Maia King is an economist and researcher on the History of UK Public Spending Control project at the Blavatnik School of Government. She joined the Blavatnik School in June 2017 after a PhD at Queen Mary, University of London.
Maia has academic and professional expertise in public finance, governance and institutions, public goods and networks. Her doctoral research was on microeconomic theory, investigating the welfare implications of the structure of networks with local public goods; and the role of information in supporting cooperation in networks with community enforcement. Other research projects examine the links between public finance, clientelistic networks and political institutions in developing countries; and policy reform to tackle carbon leakage.
Maia has worked as an economist at the UK Treasury, focusing on macroeconomic analysis and tax policy; and as an ODI Fellow in the Ministry of Economy, Trade & Industry in Madagascar and the Macro-Fiscal Analysis Unit of the Liberian Ministry of Finance. She also worked as a researcher and consultant at the Overseas Development Institute, focusing mainly on public finance in fragile states, aid management, and the political economy of service delivery.
Maia has PhD from Queen Mary, University of London. She has an MA in Economics from the Université Catholique de Louvain in Belgium, a PGCert in Economics from Birkbeck College, University of London; and a BA in Natural Sciences from the University of Cambridge (Queens' College).
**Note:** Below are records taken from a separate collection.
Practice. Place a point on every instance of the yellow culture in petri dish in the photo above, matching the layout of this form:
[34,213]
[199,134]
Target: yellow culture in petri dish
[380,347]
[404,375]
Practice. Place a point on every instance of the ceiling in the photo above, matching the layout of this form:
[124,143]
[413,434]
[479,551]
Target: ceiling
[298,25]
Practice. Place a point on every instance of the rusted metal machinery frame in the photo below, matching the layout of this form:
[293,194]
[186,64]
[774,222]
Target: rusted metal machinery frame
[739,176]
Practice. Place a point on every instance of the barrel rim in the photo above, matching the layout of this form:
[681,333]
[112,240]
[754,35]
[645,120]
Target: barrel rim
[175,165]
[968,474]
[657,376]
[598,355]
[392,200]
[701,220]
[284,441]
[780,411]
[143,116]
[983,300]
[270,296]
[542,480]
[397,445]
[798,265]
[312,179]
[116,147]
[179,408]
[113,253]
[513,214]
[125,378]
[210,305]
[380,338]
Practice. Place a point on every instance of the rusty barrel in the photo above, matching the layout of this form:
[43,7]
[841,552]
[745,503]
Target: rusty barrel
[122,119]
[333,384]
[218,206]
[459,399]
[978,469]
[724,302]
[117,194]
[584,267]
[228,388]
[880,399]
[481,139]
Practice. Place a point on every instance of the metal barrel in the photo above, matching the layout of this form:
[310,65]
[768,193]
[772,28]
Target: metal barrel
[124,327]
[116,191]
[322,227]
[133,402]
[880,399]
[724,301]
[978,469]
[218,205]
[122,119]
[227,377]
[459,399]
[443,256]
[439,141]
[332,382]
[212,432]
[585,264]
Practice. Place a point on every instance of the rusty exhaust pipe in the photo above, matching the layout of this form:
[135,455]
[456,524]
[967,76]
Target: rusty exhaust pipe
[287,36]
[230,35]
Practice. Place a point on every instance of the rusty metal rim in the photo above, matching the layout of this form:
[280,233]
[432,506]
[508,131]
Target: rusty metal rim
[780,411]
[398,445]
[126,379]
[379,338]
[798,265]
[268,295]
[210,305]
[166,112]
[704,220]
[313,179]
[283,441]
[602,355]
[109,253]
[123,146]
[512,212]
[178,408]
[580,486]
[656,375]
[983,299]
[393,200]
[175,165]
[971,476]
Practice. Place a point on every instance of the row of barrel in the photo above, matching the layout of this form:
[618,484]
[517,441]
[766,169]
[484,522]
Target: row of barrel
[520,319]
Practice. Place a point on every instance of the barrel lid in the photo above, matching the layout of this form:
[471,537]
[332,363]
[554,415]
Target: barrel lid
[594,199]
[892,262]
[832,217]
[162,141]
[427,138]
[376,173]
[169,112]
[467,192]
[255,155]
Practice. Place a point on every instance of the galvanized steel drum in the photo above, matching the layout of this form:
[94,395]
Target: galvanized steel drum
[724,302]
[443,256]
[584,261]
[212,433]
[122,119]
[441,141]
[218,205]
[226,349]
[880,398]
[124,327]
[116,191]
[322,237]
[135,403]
Community enforcement is an important device for sustaining efficiency in some repeated games of cooperation. We investigate cooperation when information about players' reputations spreads to their future partners through links in a social network that connects them. We find that information supports cooperation by increasing trust between players, and obtain the `radius of trust': an endogenous network listing the potentially cooperative relationships between pairs of players in a community. We identify two aspects of trust, which relate to the network structure in different ways. Where trust depends on the shadow of punishment, players are trusted if others can communicate about them. This is linked to 2-connectedness of the network and the length of cycles within it. Where trust relates to knowledge of a player's type, players are trusting if they are more likely to receive information through their network connections. Both aspects of trust are linked to new centrality measures that we construct from the probabilities of node-to-node information transmission in networks, for which we provide a novel and simple method of calculation.